The Client and Consent

‘Informed Consent’ on the part of the client can be identified during the interview /consultation stage. Informed consent is that where the client has all relevant information and the necessary understanding to decide whether the course of action is the right one or not for them. Compliance/ consent to having therapy which uses hypno and psychotherapy techniques can be judged on the willingness of the client to share their feelings and concerns and background information, including medical histories with the therapist and the understanding they express of the use of hypnotherapy and other psychotherapies. Where the client is clear in their expectations of therapy and its outcomes and these are realistic, the therapist is able to discuss with them popular myths and misconceptions, allay fears and build rapport. Informal Inductions require Informed Consent, such as techniques where induction may be by way of metaphor, this ensures that the client understands what technique or techniques are going to be used.

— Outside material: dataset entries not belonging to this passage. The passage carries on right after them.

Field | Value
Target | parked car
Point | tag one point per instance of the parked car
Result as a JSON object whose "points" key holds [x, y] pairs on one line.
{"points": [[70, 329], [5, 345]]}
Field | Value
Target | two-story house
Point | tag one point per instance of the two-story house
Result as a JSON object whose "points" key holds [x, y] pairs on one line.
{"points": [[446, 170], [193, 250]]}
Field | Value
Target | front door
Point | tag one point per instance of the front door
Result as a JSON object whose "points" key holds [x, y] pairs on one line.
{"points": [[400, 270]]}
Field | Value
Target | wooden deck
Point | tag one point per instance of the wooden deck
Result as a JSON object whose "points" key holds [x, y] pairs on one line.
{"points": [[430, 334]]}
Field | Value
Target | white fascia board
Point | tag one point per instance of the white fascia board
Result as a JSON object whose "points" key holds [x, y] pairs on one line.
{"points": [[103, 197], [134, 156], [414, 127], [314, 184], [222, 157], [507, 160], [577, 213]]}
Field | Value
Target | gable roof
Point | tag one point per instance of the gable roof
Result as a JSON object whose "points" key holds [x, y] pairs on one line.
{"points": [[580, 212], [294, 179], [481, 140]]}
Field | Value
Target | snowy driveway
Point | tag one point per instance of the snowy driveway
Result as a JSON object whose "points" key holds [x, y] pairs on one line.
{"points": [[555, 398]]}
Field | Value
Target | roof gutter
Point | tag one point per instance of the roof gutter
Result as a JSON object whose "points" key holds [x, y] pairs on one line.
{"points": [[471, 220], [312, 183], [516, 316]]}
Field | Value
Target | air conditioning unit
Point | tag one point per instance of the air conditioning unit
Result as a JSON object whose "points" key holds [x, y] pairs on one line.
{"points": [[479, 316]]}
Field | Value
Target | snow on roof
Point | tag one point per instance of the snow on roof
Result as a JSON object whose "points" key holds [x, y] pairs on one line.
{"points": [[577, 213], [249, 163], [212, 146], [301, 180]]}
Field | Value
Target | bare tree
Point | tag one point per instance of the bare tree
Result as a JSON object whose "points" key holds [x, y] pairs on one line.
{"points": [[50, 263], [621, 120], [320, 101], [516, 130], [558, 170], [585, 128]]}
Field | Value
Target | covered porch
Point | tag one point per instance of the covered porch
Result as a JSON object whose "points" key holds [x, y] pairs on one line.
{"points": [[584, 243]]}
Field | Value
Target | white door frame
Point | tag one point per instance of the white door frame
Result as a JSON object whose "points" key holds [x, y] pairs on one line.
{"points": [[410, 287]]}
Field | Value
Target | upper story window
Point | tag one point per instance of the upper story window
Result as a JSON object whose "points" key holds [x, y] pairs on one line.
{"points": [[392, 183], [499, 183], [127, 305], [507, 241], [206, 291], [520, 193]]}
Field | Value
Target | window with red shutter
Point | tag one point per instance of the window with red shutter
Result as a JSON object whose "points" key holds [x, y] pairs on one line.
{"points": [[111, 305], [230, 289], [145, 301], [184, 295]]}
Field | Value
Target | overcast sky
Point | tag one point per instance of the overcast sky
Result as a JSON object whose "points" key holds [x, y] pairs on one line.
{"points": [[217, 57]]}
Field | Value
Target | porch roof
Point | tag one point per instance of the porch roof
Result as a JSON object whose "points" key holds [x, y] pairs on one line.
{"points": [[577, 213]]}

‘Implied Consent’ is that which is not explicitly sought or expressed by the client. Implied consent is taken to exist when surrounding circumstances exist which would lead a reasonable person to believe that this consent had been given, although no direct, express or explicit words of agreement had been uttered. It can be seen as the granting of permission for health care without a formal agreement between the patient and health care provider. An example is an appointment made with a physician by a patient with a physical complaint; it is implied that by making the appointment the patient gives consent to the physician to make a diagnosis and offer treatment.

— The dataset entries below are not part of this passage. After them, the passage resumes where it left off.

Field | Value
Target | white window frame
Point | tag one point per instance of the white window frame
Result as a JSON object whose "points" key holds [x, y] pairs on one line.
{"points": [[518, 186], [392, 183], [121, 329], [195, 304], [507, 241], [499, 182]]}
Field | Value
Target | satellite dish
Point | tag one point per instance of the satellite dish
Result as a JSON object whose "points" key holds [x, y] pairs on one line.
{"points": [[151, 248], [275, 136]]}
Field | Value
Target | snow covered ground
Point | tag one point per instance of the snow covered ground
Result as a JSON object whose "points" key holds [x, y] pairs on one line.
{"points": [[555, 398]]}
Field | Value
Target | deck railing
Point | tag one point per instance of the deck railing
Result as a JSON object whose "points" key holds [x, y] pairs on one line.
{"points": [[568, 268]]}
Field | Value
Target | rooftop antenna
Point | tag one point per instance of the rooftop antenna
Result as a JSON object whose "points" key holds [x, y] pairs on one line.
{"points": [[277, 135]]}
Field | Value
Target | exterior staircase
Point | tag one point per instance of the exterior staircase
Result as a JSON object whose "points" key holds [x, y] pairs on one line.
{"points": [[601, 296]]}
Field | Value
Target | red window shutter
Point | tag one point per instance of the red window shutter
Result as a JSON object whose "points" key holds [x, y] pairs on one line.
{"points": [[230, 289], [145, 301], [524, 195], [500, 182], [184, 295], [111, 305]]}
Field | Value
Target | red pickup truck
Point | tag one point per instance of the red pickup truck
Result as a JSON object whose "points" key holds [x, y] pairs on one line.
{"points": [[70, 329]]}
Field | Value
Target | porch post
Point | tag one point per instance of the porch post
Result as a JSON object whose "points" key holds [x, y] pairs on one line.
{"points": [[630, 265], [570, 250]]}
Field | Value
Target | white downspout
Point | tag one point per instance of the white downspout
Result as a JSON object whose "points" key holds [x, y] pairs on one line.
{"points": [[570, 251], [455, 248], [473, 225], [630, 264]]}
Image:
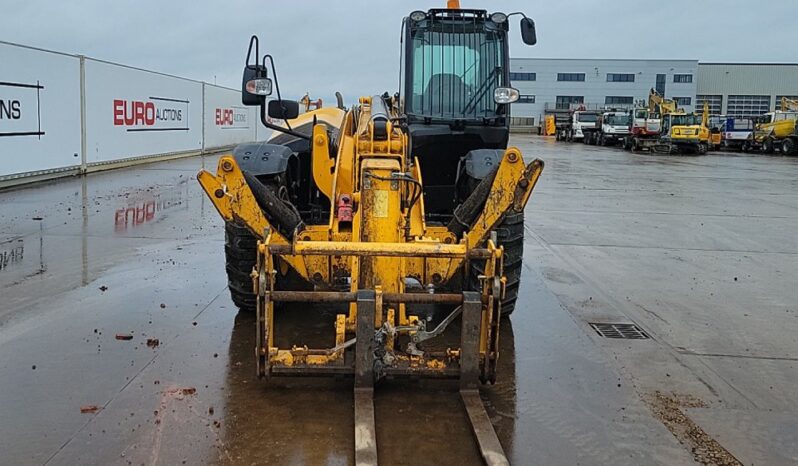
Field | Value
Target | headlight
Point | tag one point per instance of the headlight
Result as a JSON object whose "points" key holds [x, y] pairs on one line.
{"points": [[505, 95], [498, 17], [418, 16], [261, 86]]}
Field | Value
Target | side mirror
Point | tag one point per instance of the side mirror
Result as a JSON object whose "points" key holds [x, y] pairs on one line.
{"points": [[528, 34], [283, 109], [255, 86]]}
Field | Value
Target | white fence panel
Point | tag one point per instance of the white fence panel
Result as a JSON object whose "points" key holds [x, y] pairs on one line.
{"points": [[39, 110], [134, 113], [227, 121]]}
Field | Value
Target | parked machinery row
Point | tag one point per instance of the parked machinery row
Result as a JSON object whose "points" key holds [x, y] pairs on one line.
{"points": [[662, 127]]}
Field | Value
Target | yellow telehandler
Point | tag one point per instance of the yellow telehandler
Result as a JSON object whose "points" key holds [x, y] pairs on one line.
{"points": [[403, 200]]}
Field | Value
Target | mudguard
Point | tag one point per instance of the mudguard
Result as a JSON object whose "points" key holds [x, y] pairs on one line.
{"points": [[260, 158], [480, 162]]}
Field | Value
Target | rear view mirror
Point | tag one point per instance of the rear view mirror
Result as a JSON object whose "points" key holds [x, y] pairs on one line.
{"points": [[283, 109], [255, 86], [528, 34]]}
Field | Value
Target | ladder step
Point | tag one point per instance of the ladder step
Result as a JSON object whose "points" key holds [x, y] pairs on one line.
{"points": [[365, 434]]}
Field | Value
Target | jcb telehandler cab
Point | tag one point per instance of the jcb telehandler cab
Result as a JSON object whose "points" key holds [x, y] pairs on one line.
{"points": [[401, 200]]}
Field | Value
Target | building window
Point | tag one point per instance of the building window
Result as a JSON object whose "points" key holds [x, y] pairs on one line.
{"points": [[747, 105], [523, 76], [788, 97], [661, 85], [564, 102], [618, 100], [620, 78], [570, 76], [715, 103]]}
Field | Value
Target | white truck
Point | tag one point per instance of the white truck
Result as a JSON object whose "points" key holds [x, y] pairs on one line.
{"points": [[580, 125], [613, 126]]}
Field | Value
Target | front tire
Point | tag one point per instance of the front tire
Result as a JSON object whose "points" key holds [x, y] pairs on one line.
{"points": [[788, 147], [510, 234], [240, 249], [767, 146]]}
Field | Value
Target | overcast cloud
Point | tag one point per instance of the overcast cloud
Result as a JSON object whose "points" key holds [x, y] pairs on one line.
{"points": [[353, 45]]}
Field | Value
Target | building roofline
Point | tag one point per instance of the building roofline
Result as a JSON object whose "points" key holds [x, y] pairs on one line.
{"points": [[605, 59], [662, 60], [745, 64]]}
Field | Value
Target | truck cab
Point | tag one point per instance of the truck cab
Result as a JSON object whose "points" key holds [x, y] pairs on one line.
{"points": [[613, 127], [582, 122], [734, 132]]}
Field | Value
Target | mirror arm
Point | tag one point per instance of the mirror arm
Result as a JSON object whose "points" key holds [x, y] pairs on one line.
{"points": [[253, 40], [276, 85], [266, 123]]}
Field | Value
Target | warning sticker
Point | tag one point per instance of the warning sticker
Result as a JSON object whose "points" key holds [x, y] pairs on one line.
{"points": [[380, 204]]}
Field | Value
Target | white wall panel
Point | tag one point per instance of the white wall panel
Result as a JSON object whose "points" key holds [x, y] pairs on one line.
{"points": [[39, 110], [134, 113], [227, 121]]}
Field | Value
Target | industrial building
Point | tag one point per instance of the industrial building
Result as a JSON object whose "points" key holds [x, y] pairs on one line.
{"points": [[745, 89], [733, 89]]}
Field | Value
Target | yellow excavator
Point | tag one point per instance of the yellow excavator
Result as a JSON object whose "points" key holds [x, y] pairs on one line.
{"points": [[680, 132], [777, 129], [399, 203]]}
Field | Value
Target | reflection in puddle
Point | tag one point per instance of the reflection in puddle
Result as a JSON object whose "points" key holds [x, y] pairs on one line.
{"points": [[150, 206], [11, 253]]}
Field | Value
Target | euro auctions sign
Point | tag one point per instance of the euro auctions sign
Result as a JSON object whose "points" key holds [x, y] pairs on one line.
{"points": [[232, 118], [152, 114], [20, 109]]}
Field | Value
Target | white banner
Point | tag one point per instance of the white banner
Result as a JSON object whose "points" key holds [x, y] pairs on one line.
{"points": [[39, 110], [227, 121], [133, 113]]}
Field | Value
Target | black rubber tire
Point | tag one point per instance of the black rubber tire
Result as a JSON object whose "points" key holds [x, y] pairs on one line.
{"points": [[510, 234], [767, 146], [240, 250], [788, 147]]}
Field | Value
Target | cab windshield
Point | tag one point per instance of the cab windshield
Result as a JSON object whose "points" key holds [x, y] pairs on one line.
{"points": [[455, 70]]}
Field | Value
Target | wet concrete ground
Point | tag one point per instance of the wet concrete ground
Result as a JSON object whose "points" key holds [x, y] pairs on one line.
{"points": [[700, 252]]}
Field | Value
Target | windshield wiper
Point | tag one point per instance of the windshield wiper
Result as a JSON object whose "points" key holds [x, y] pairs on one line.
{"points": [[482, 90]]}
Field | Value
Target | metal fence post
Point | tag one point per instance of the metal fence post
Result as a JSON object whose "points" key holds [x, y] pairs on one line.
{"points": [[83, 143], [204, 117]]}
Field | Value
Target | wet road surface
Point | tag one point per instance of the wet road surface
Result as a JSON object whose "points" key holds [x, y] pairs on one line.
{"points": [[699, 252]]}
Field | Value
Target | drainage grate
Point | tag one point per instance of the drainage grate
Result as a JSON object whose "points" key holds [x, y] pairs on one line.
{"points": [[624, 331]]}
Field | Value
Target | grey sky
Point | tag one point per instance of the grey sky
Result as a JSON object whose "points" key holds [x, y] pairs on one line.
{"points": [[353, 45]]}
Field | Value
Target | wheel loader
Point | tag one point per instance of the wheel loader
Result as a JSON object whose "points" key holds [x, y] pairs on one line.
{"points": [[402, 201]]}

To ensure that informed consent exists, written consent should be obtained where hypnotherapy is used to manage pain where traditionally pain would be managed by analgesic solutions provided by medical practitioners, for instance in dental treatment and childbirth. This is a written indication that the client can be said to have given consent based upon an appreciation and understanding of the facts and implications of an action. However the client needs to be in possession of not only the relevant facts but also of their reasoning faculties, such as not being mentally retarded, mentally impaired or mentally ill and without impairment of judgement at the time of consenting. Such impairments might include illness, intoxication, insufficient sleep and other health problems.

Some acts cannot legally take place because of a lack of informed consent. In cases where an individual is considered unable to give informed consent, another person is generally authorized to give consent on their behalf. Examples of this include the parents or legal guardians of a child and caregivers for the mentally ill. In these cases it is again advisable to have written consent from the authorised person/s.